Wednesday, March 15, 2017
This Is A Question We Need To Ask, Just The Same As They Are in The US.
This appeared a few days ago.
Published March 09 2017, 4:36pm EST
Earlier this year, Monmouth University conducted a survey to determine which issues were most important as the country transitions to a new presidential administration. Among all the potential concerns Americans now face, the issue that rises to the top is healthcare costs.
How acute a concern is this? It’s significant enough that, when asked the open-ended question, “turning to issues closer to home, what is the biggest concern facing your family right now?” 25 percent of respondents made it their No. 1 issue.
“It’s also worth noting that issues that have been dominating the news, such as immigration and national security, rank very low on the list of items that keep Americans up at night,” said Director Patrick Murray of the politically independent Monmouth University Polling Institute.
The concerns Americans are voicing about the affordability of care are certainly not misplaced. Overall healthcare costs rose more last August than they have during any month since 1984.

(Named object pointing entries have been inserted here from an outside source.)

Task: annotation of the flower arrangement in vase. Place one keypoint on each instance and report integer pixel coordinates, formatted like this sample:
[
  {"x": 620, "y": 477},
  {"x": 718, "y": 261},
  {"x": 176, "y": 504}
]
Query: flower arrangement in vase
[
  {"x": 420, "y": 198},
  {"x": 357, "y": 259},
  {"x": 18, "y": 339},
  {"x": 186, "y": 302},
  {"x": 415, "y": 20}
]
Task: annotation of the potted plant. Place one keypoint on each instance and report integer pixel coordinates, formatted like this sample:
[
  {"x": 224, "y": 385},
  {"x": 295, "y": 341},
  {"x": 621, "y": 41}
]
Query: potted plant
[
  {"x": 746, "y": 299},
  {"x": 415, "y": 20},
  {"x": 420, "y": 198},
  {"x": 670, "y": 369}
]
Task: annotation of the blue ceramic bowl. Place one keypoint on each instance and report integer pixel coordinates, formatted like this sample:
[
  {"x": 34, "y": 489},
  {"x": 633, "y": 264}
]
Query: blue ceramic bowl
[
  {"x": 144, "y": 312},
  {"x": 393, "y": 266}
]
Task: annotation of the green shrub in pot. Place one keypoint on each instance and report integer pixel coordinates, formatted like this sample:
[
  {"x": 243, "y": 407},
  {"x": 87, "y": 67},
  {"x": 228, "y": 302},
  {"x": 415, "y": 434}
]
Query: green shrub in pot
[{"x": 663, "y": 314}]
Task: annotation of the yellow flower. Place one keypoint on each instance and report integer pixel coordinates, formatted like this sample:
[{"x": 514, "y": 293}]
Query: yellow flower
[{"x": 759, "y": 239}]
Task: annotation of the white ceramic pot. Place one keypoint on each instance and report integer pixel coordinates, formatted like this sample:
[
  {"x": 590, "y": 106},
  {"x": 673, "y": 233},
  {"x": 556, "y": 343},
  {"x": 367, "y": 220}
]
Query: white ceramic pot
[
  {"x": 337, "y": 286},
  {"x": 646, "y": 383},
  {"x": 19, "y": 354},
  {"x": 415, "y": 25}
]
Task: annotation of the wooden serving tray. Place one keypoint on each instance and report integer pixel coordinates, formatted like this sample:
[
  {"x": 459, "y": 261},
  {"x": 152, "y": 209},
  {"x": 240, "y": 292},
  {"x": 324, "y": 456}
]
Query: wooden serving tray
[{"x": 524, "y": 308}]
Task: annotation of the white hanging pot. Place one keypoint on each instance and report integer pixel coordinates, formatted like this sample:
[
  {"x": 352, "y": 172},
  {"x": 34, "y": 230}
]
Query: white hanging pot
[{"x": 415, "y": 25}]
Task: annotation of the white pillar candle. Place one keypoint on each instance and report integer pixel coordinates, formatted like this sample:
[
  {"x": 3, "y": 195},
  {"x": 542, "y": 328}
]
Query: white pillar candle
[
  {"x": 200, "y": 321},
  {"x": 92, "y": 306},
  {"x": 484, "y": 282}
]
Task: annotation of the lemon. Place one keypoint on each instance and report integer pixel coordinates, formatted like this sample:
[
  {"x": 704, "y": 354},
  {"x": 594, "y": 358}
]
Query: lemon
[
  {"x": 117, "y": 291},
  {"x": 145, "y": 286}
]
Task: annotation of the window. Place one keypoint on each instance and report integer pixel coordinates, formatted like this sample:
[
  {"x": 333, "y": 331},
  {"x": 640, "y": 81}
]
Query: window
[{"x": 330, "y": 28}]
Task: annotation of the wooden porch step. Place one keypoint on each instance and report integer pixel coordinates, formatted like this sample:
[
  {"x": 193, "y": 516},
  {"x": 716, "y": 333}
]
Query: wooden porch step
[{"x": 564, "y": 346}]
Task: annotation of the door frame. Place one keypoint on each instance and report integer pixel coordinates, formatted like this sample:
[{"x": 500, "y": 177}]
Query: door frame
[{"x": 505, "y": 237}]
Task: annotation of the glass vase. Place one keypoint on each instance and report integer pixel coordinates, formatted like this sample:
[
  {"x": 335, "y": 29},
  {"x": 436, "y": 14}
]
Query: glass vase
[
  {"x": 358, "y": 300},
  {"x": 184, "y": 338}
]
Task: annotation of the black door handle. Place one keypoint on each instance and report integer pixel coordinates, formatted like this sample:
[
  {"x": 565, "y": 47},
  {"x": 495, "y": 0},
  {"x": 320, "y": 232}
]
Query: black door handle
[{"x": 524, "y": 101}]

Why do healthcare costs continue to climb?
The answer is complex, as healthcare economics are complex, but certainly Obamacare and industry consolidation and drug prices and a host of other issues can be factored in. Still, one input outweighs all others, according to a recent New York Times piece.

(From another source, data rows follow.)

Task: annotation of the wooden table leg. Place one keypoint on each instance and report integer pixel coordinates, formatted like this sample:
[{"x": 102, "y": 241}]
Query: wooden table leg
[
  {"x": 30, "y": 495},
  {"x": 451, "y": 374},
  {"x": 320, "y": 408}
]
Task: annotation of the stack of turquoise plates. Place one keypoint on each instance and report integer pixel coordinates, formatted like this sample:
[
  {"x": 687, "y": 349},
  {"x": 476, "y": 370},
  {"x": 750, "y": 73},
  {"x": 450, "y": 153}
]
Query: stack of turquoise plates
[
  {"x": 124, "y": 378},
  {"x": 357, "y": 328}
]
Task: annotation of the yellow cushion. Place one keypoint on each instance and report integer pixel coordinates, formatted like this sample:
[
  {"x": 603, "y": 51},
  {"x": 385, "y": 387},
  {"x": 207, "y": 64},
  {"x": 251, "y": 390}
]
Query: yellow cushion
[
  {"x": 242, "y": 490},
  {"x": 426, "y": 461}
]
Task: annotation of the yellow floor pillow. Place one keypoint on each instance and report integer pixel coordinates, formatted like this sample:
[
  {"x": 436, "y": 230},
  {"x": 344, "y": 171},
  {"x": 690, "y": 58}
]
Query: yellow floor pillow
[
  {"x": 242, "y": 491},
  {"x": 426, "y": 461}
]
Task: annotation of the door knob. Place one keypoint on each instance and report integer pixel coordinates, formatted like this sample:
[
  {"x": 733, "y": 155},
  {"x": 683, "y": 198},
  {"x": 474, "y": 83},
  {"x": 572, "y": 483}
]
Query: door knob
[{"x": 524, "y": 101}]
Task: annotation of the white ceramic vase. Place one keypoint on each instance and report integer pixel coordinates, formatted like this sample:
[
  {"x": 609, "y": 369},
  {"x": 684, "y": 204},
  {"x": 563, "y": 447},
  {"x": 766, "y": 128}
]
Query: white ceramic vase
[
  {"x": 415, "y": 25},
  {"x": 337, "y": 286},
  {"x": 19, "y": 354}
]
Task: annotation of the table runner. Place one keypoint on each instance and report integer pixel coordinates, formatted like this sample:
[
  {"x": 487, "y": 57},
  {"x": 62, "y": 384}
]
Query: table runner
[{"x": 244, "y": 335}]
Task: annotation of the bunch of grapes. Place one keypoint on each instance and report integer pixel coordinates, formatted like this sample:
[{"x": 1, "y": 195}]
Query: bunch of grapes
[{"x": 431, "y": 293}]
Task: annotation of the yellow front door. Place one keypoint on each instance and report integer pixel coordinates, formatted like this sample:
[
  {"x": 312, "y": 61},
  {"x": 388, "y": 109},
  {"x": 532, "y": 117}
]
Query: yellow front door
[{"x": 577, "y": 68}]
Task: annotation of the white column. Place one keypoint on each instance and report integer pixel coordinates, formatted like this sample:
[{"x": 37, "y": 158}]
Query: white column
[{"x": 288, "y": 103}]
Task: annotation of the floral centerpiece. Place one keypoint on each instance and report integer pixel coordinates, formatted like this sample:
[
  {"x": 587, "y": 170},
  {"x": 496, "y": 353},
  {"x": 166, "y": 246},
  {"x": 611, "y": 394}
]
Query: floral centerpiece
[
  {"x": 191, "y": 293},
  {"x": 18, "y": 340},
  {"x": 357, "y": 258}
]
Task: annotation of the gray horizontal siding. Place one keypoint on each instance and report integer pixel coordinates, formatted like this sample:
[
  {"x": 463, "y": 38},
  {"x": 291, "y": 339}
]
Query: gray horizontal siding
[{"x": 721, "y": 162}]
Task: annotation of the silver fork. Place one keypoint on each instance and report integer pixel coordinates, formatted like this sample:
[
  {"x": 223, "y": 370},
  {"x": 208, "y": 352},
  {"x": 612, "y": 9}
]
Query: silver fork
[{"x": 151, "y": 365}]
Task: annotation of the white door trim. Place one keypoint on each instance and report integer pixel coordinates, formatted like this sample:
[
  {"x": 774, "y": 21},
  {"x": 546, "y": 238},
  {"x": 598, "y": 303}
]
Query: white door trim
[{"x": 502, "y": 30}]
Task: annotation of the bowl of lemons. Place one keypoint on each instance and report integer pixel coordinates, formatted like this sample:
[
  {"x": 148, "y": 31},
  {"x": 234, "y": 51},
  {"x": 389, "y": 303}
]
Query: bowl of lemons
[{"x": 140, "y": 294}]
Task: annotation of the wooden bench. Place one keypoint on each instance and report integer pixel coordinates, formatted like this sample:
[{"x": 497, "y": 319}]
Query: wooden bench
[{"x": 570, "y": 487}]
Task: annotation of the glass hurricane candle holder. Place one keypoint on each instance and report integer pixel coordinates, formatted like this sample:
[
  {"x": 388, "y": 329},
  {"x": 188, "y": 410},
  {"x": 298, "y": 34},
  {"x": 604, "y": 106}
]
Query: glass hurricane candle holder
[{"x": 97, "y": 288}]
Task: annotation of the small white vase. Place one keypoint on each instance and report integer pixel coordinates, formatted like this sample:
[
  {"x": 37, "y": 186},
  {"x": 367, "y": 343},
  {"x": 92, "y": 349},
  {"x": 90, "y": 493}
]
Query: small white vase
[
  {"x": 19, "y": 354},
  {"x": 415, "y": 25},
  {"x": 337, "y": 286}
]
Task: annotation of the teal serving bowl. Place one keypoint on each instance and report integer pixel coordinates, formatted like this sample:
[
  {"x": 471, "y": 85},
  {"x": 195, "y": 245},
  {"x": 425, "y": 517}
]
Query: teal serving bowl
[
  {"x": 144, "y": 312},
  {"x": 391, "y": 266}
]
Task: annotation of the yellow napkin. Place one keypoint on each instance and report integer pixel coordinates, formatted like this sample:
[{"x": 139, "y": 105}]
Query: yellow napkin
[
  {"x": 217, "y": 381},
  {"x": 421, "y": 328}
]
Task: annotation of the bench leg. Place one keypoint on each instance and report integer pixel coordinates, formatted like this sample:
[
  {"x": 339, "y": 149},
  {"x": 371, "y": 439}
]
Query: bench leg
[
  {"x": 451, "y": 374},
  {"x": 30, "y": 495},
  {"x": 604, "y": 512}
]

“The real culprit of increased spending? Technology,” health economist Austin Frakt writes. “Every year you age, healthcare technology changes—usually for the better, but always at higher cost. Technology change is responsible for at least one-third and as much as two-thirds of per capita healthcare spending growth.”
To be clear, Frakt is talking about all technology, not just healthcare information technology. Indeed, in the sheer tonnage of medical technology that currently exists, IT probably makes up a relatively small share, but it does get lumped in the larger group when looking at the direct relationship between tech and costs.
Lots more here:
The point here is that if Health IT did indeed save money and make a real difference to care surely someone would have come up with evidence by now and no-one would be asking the question any more.
They are however! The ADHA has to start to be hard-nosed about the public’s money is spends without any evidentiary justification. It has gone on too long as partially demonstrated by the most recent poll.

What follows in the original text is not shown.